During a weekend of snowboarding in Brighton last year, they made their new business idea a reality: find old Porsches, rip out their gas-guzzling guts, and replace them with new batteries and salvaged Tesla electric motors.
Now the two behind The Current Exchange work alongside their shop dog, Marley, in an old boiler room at 1159 S. Richards St. in the Ballpark neighborhood, converting their first car, a white 1989 Porsche 911 Cabriolet, into a fully electric. vehicle.
Palmer and Prouty hope that 35- to 60-year-olds with money to spend — think six figures — will seize the opportunity to own an electrified classic.
“It’s about updating it,” Prouty said, “keeping that retro vibe, but making it modern.”
How much would an electric Porsche cost?
Owning an electrified classic car is easier than traditionally revamped classics with combustion engines, he said, because they are more reliable. Plug it in, perform basic maintenance every 50,000 miles, and owners are good to go in their weekend cruisers.

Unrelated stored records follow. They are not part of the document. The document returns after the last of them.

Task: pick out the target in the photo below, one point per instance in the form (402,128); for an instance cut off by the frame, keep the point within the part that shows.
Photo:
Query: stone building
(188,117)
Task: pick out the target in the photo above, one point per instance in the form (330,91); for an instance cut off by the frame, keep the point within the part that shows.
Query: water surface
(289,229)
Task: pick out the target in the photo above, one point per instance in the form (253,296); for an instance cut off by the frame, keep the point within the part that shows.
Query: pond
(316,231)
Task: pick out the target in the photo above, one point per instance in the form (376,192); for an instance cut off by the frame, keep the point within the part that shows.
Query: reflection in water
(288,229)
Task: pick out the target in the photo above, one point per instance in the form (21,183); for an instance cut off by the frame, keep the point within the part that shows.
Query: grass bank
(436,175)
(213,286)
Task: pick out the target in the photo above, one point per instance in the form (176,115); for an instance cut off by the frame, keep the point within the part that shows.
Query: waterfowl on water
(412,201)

The batteries The Current Exchange is getting from a supplier in Georgia will give drivers a range of about 150 miles, but flooring the throttle and blasting the air conditioning will cut that number.
As well as being able to skip the gas pump, revived Porsches will gain speed, torque and some 21st century creature comforts like a Bluetooth-enabled radio, so drivers can connect their phones wirelessly.

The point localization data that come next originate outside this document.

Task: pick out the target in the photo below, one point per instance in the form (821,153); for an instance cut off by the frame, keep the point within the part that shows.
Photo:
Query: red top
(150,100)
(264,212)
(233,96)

And when battery technology improves, Palmer said, owners can swap out their old packs for new ones.
Besides a $100,000 loan the startup is seeking from Salt Lake City, The Current Exchange is self-funded by Palmer and Prouty. They plan to use the loan, which has yet to be approved by the city council, to purchase inventory.
And that inventory can be expensive. The car they are currently working on, for example, cost north of $60,000. Electric conversion kits add another $50,000.
When completed, The Current Exchange’s first car — which already has several potential buyers — will cost around $150,000.
The will to expand
Prouty hopes to continue to develop the product, hire locally and be part of the revitalization of the Ballpark area.
The company plans to stick to specializing in modernizing Porsches, for now, but plans to expand into converting other classic models in the coming years.
Over the next three years, Prouty said, The Current Exchange wants to add an SUV to its lineup, hire at least two technicians and bring in an in-house design engineer instead of a consultant.
Eventually, the company aims to increase production to one conversion per month.
Palmer and Prouty landed on electric vehicle conversions because they see a future in the business, which they say is still in its first wave in the United States.
They have always been car enthusiasts, but did not study automotive engineering when they attended Arizona State University together. Palmer, who has some experience in the automotive industry, took classes at Weber State University last year to prepare for a new career in electric vehicles.
At first, Palmer said, the two worried about pushback from Porsche purists. But the response has been positive, they said, and they even have Porsche enthusiasts on a waiting list for more information on getting a converted car.
The business of The Current Exchange is, after all, a continuation of something car junkies have been doing for decades.
“It’s hot-rodding,” Palmer said. “It’s about taking a small car and putting a bigger engine in it. It’s just an electric motor instead of a big V-8 engine.